A newly discovered remote access Trojan (RAT) family, MoonPeak, has been linked to a North Korean-affiliated threat group known as UAT-5394.
This sophisticated malware, based on the open-source XenoRAT, is undergoing active development, showcasing significant enhancements aimed at evading detection and improving functionality, according to recent research from Cisco Talos.
Connection to Kimsuky
UAT-5394, an emerging player in the North Korean cyber threat landscape, shares certain tactics, techniques and procedures (TTPs) with the more established North Korean state-sponsored group Kimsuky.
Although there is no conclusive technical evidence to link UAT-5394 directly to Kimsuky, the overlap in operational patterns raises the possibility that UAT-5394 could either be a subgroup within Kimsuky or another entity borrowing from Kimsuky's playbook.
Evolution of MoonPeak Malware
Regardless of the connection, the group was initially observed utilizing cloud storage providers for hosting malicious payloads but has since moved to attacker-controlled servers, likely to mitigate risks associated with the shutdown of cloud locations by service providers.
The MoonPeak malware has also evolved through multiple versions, each iteration introducing new layers of obfuscation and unique communication protocols.
These modifications, which include changes to the malware’s namespace and compression techniques, are designed to avoid analysis and prevent unauthorized access to the malware’s command-and-control (C2) servers.
Complex C2 Infrastructure
The research also revealed that UAT-5394 has established a complex network of C2 servers and testing infrastructure, indicating a high level of organization and planning.
“An analysis of MoonPeak samples reveals an evolution in the malware and its corresponding C2 components that warranted the threat actors deploy their implant variants several times on their test machines.

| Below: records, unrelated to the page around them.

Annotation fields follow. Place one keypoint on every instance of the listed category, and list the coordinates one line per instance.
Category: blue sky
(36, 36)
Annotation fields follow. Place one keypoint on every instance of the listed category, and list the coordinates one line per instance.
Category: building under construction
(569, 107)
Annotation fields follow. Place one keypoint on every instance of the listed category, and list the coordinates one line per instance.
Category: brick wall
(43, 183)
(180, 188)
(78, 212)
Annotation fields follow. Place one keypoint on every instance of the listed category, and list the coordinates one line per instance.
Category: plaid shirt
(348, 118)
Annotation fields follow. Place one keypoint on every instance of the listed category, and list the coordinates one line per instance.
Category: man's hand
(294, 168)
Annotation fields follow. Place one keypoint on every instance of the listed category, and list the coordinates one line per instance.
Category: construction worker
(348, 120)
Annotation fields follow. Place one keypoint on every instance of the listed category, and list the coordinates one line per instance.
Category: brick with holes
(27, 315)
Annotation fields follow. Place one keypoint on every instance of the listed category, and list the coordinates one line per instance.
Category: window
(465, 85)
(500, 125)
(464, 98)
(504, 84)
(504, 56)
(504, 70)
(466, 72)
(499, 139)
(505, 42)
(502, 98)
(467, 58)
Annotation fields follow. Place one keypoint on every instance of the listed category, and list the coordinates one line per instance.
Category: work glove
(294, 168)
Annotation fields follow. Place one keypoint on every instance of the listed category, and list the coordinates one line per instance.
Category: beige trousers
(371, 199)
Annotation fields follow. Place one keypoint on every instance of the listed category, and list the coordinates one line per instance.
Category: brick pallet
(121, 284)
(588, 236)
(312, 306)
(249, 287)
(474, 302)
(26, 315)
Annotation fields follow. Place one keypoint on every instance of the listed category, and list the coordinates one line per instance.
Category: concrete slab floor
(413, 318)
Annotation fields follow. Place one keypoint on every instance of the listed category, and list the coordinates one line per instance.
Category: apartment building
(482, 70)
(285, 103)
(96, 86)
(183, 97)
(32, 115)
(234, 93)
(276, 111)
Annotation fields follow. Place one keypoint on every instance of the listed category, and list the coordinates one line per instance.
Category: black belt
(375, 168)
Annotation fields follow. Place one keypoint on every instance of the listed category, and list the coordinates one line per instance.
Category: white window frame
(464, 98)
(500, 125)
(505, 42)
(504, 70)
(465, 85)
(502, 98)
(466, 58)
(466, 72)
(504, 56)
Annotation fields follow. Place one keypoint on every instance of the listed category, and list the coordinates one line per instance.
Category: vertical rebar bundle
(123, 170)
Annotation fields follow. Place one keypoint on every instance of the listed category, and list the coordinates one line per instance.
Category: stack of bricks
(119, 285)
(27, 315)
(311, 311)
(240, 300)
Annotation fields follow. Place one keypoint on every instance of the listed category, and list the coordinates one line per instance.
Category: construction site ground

The constant evolution of MoonPeak runs hand-in-hand with new infrastructure set up by the threat actors,” Cisco Talos explained.
The security firm also mentioned that the rapid expansion of infrastructure indicates the group’s intent to scale its operations, posing a growing threat to global cybersecurity. The potential connection to Kimsuky amplifies the concern surrounding this emerging threat.